Daniela ya no tiene amigos, porque no sale (“seguramente los amigos que tenía están dedicados a los sus estudios, y nuestras vidas son muy distintas ahora”). Su independencia ha sido otra víctima. “Tengo que pedir permiso para salir. No puedo decidir por mí misma, por ejemplo, tengo que pedir permiso si quiero ir a visitar a mi madre”, explicó. “Tuve que pedirle permiso (a mi marido) antes de poder responder a esta entrevista. Todo lo que hago tiene que ser aprobado por mi marido”.
Después de unos meses, la pareja de Quetzali se tornó física y emocionalmente abusiva. Él le daba 65 centavos por para los gastos, pero cuando quedó embarazada, dijo que el bebé no era suyo y la envió de vuelta a su familia. “Es muy difícil cuidar a mi hijo sola”, se lamentó Quetzali, que ahora tiene 16 años. “Tengo miedo de no poder mantenerlo ya que no tengo estudios. Aunque parezca imposible, quiero terminar mis estudios”.

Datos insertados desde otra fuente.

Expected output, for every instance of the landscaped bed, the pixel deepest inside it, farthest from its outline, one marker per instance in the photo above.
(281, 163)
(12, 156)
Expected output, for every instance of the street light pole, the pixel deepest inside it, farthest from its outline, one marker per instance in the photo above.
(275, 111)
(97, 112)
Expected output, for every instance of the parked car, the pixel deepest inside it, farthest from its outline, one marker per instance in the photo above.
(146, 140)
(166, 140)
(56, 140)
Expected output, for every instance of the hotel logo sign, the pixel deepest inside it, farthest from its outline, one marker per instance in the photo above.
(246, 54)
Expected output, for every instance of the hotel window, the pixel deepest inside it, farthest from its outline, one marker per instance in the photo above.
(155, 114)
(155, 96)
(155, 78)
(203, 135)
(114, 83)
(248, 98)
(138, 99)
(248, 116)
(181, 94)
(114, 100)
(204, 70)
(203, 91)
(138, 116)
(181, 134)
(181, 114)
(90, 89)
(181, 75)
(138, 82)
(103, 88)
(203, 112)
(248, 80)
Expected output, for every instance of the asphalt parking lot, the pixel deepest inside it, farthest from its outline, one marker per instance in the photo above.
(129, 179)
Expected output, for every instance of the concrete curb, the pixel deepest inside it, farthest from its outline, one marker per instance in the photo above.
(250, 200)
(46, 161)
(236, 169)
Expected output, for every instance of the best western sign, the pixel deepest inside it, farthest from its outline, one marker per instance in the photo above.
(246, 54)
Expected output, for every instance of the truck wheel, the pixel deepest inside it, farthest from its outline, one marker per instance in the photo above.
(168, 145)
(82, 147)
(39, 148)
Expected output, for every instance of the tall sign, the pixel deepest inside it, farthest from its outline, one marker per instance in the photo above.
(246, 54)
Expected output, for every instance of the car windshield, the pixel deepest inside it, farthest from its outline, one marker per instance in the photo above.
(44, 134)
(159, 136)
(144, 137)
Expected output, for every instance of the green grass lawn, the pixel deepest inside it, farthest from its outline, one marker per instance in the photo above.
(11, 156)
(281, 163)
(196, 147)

Si las circunstancias de Daniela hubiesen sido distintas, habría recibido una educación y obtenido un trabajo antes de entrar en una unión temprana. Si así fuera, podría apoyar a niñas en su situación (“les diría que los problemas no se resuelven casándose”) y ayudaría a su madre y a su hermano. Encontraría una la manera de estudiar una carrera en medicina. En cambio, se lamentó, “mis sueños e ilusiones se han truncado”.
El UNFPA trabaja con organizaciones como AFEDOG y Population Council para ayudar a poner fin al matrimonio infantil en Guatemala.
*Se han cambiado los nombres para fines de privacidad y protección.